Nvidia Announces Cloud Sensor for Autonomous Operations

Aug. 7, 2024
Generation of synthetic data is expected to speed development of AI for mobile robots and other autonomous vehicles as well as humanoid robots.
A set of soon-to-be-available microservices from Nvidia, known as Omniverse Cloud Sensor RTX, will reportedly be able to provide physically accurate sensor simulation to accelerate the development of fully autonomous machines of any kind.
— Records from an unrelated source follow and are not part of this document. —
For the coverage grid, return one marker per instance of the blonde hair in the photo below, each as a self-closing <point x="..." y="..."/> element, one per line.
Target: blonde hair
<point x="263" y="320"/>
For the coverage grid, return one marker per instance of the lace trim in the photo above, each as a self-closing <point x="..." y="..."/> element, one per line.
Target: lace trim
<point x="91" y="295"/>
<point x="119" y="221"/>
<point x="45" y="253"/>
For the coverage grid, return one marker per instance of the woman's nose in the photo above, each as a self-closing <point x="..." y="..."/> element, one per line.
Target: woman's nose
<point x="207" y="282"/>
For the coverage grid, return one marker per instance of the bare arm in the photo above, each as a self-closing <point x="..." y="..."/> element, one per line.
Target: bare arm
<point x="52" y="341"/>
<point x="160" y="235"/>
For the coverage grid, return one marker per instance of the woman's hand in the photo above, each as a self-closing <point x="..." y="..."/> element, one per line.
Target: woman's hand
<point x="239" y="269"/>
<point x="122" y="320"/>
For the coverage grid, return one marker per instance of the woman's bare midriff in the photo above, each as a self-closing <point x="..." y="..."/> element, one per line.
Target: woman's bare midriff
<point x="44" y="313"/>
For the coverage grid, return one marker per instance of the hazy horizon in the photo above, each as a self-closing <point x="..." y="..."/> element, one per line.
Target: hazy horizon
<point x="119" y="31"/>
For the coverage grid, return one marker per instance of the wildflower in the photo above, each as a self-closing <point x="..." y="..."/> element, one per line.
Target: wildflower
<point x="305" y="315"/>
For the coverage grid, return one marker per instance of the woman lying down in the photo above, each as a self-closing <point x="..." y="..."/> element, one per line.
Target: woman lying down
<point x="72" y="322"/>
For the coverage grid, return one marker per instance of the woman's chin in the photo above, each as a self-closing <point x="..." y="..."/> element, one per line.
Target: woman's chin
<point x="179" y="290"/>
According to Nvidia, developers using Omniverse Cloud Sensor RTX can test sensor perception and associated artificial intelligence (AI) software at scale in physically accurate, realistic virtual environments before real-world implementation.
 
Omniverse Cloud Sensor RTX will also enable sensor manufacturers to validate and integrate digital twins of their sensors in virtual environments, reducing the time needed for physical prototyping.
 
Built on the OpenUSD framework and powered by NVIDIA RTX ray-tracing and neural-rendering technologies, Omniverse Cloud Sensor RTX accelerates the creation of simulated environments by combining real-world data from videos, cameras, radar and lidar with synthetic data.
 
Even for scenarios with limited real-world data, the microservices can be used to simulate a broad range of activities, such as whether a robotic arm is operating correctly, a factory conveyor belt is in motion, or a robot or person is nearby.
 
“Developing safe and reliable autonomous machines powered by generative physical AI requires training and testing in physically based virtual worlds,” said Rev Lebaredian, vice president of Omniverse and simulation technology at Nvidia. “Omniverse Cloud Sensor RTX microservices will enable developers to easily build large-scale digital twins of factories…helping accelerate the next wave of AI.”
 
Foretellix and MathWorks are among the first software developers to which Nvidia is providing Omniverse Cloud Sensor RTX access for autonomous vehicle development.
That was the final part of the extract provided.